Patient-Specific Hyper-Elastic Biomechanical Models for Clinical DIR Confidence Quantification

Jack Neylon, X. Sharon Qi, Yugang Min, and Anand Santhanam

NVIDIA's GPU Technology Conference

San Jose, CA | 01 Apr 2016

Motivation

Daily imaging modalities (CBCT, MVCT) typically suffer from poor image quality, or completely different tissue response (MR), making intensity based registration problematic. Furthermore, the accuracy of clinical multi-modal deformable image registration (DIR) is difficult to quantify. A framework was previously developed to validate a deformable registration algorithm by generating patient-specific, GPU-based biomechanical models from head-and-neck (HN) patient CT scans and creating clinically realistic ground truth deformations.
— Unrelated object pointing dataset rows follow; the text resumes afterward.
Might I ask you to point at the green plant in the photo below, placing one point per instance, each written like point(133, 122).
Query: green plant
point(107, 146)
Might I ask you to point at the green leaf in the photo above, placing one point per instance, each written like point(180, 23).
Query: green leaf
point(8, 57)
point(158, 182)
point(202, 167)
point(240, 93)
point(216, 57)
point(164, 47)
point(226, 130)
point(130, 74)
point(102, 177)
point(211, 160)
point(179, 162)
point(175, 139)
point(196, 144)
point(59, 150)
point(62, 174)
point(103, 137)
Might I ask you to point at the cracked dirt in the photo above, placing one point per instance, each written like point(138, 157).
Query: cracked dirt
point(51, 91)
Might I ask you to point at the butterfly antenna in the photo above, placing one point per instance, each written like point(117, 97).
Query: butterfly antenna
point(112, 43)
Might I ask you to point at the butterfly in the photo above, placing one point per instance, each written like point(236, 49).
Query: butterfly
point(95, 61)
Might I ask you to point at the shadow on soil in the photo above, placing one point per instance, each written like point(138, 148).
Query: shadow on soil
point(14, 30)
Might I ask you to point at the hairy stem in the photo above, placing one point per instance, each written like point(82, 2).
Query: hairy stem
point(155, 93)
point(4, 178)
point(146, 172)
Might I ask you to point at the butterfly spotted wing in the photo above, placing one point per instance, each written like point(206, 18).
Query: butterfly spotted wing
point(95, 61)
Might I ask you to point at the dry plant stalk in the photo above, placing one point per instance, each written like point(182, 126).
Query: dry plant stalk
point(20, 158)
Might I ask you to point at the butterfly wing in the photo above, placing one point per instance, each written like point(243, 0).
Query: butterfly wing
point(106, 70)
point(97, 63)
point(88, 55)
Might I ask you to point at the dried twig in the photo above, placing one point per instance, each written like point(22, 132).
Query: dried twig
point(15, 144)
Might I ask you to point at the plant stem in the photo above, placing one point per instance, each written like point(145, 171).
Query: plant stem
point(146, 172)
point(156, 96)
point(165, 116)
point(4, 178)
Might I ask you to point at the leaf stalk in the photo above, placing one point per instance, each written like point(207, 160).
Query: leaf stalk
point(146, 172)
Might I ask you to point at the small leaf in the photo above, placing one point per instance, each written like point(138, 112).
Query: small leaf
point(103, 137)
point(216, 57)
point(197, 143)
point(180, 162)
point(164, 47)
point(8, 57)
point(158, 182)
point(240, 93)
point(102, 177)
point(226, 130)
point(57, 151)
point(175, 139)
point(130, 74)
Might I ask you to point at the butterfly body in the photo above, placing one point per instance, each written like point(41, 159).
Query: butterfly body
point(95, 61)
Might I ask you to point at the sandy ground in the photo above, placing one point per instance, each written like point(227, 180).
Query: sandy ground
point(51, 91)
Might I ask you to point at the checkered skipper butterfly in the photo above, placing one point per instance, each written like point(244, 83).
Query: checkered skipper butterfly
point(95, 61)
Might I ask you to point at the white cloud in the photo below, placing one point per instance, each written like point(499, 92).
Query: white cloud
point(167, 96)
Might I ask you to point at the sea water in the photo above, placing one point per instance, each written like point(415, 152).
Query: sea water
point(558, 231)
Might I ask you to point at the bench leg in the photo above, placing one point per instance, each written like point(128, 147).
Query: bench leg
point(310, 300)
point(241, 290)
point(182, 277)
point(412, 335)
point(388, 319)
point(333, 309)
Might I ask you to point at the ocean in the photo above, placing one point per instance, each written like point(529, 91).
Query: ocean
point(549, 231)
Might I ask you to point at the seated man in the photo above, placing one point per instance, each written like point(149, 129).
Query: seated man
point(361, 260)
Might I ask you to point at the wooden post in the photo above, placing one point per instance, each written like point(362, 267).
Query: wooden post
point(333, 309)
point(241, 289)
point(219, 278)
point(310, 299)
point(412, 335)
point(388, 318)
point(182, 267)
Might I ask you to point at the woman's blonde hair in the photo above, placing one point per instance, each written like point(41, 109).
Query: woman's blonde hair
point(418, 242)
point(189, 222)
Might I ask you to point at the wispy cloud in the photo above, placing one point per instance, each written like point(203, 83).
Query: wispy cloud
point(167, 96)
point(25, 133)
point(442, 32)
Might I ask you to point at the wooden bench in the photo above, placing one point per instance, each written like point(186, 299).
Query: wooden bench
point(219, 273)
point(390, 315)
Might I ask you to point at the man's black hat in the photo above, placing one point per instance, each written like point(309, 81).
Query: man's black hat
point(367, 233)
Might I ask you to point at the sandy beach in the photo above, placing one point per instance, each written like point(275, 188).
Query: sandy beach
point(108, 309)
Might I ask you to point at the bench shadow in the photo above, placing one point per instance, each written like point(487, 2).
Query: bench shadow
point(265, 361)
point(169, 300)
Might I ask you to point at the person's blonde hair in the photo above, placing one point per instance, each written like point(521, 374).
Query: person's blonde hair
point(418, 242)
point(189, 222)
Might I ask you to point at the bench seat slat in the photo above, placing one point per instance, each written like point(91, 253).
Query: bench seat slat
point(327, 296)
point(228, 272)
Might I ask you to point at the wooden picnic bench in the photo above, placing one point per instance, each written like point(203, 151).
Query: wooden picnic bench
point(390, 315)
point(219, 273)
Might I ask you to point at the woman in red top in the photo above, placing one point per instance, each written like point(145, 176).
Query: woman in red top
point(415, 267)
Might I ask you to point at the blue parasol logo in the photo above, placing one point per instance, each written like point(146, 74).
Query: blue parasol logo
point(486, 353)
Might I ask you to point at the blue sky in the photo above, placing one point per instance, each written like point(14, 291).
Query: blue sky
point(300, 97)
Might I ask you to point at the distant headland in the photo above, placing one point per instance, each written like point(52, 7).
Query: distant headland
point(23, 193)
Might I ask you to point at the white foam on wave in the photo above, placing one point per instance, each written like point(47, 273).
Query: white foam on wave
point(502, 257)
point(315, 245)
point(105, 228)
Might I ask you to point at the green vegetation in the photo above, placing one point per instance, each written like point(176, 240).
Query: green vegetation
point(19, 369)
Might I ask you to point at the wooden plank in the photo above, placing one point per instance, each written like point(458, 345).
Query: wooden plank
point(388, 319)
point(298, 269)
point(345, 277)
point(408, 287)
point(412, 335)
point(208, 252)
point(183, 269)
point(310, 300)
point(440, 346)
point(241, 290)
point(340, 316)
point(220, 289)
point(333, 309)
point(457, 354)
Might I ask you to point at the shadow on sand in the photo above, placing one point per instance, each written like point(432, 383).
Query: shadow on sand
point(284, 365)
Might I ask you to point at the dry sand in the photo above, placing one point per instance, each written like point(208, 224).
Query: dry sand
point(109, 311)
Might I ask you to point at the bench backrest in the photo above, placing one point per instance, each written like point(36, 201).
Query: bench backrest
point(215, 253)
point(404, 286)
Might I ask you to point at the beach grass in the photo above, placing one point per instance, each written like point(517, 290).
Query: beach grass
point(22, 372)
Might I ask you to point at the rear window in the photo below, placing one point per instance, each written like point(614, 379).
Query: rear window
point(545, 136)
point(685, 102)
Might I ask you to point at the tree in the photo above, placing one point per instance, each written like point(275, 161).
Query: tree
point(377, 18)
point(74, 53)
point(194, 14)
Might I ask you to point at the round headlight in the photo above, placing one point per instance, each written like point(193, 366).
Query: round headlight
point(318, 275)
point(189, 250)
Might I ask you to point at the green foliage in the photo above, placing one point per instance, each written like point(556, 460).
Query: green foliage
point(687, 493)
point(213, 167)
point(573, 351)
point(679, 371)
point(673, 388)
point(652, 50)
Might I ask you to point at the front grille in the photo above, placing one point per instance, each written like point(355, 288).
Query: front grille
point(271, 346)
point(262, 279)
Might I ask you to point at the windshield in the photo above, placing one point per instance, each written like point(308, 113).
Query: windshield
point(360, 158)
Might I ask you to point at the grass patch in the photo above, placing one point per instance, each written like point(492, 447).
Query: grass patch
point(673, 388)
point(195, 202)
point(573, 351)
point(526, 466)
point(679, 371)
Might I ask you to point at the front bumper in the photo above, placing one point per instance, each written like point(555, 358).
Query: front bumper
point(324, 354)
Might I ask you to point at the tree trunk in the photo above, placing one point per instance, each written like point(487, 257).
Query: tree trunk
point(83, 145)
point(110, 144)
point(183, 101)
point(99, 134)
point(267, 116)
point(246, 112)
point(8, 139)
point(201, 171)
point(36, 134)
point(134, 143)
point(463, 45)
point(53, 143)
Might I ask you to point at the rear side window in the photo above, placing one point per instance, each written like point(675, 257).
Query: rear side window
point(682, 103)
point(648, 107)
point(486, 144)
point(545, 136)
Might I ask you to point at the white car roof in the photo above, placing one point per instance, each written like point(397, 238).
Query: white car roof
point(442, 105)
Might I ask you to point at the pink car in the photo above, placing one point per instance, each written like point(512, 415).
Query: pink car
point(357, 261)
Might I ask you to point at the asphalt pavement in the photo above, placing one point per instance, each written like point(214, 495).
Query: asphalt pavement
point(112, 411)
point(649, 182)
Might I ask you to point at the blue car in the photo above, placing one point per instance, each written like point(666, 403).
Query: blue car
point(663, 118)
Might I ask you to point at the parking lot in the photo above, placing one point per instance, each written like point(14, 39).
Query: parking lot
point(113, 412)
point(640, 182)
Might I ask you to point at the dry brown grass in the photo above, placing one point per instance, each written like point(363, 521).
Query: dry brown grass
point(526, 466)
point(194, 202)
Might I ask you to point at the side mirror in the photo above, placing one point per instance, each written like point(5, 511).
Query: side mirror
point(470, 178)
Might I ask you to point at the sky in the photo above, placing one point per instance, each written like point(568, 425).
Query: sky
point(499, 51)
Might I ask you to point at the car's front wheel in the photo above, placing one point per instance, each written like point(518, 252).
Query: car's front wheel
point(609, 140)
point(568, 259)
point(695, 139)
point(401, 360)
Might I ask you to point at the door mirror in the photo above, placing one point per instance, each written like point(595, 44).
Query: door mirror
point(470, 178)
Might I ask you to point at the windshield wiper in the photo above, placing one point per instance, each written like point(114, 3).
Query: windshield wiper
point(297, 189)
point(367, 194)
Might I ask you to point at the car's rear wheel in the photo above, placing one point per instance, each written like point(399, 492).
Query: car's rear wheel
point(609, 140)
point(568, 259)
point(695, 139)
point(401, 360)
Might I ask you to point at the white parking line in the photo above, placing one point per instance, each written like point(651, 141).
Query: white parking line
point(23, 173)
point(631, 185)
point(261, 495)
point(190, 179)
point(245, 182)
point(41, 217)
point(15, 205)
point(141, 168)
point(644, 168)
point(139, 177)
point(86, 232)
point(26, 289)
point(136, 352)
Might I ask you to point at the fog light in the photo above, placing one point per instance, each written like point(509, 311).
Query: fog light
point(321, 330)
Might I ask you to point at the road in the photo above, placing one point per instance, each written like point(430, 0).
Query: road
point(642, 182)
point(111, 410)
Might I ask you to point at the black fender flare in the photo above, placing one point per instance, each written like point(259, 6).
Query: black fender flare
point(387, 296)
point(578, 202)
We now aim to expand the model’s applicability to quantify DIR confidence for clinical registrations between the planning CT and daily positioning images.

Methods

By deforming the model to match the observed daily anatomy and creating a ground truth deformation vector field, DIR performance can be quantified by comparing the DIR and model generated DVFs, producing a confidence margin for the clinical registration. To validate the model deformations, registration was performed between the planning CT and final weekly kVCT of clinical patient data. The DVF for the bony anatomy was applied to the model created from the planning CT, after which the soft tissues were allowed to deform according to the elastic material model. The correlation was then calculated between the model anatomy and observed target anatomy. The model was initially developed using a linear elastic material model, however, most biological tissues exhibit hyper-elastic response for larger deformations. Hyper-elasticity was implemented using a generalized Ogden material model. The model was integrated using a second order implicit Euler integration.

Results

The biomechanical model has been able to simulate significant tumor regression and posture changes, producing clinically realistic soft tissue deformations and kV quality simulated CT data. Posture changes were performed by controlling the skeletal anatomy. Frame by frame computations increased in computational cost compared to the previous linear elastic implementation, but expansion to a multi-GPU framework should allow the model to maintain an interactive frame rate > 30 fps.

Conclusion

A biomechanical modelling approach could effectively bridge the gap to facilitate multi-modal DIR, specifically between CT and MR where direct registration is not feasible. The ability to apply anatomical and physiological knowledge to the deformation could also improve the reliability of the daily deformation tracking for soft tissues, when utilizing lower quality modalities such as MVCT and CBCT.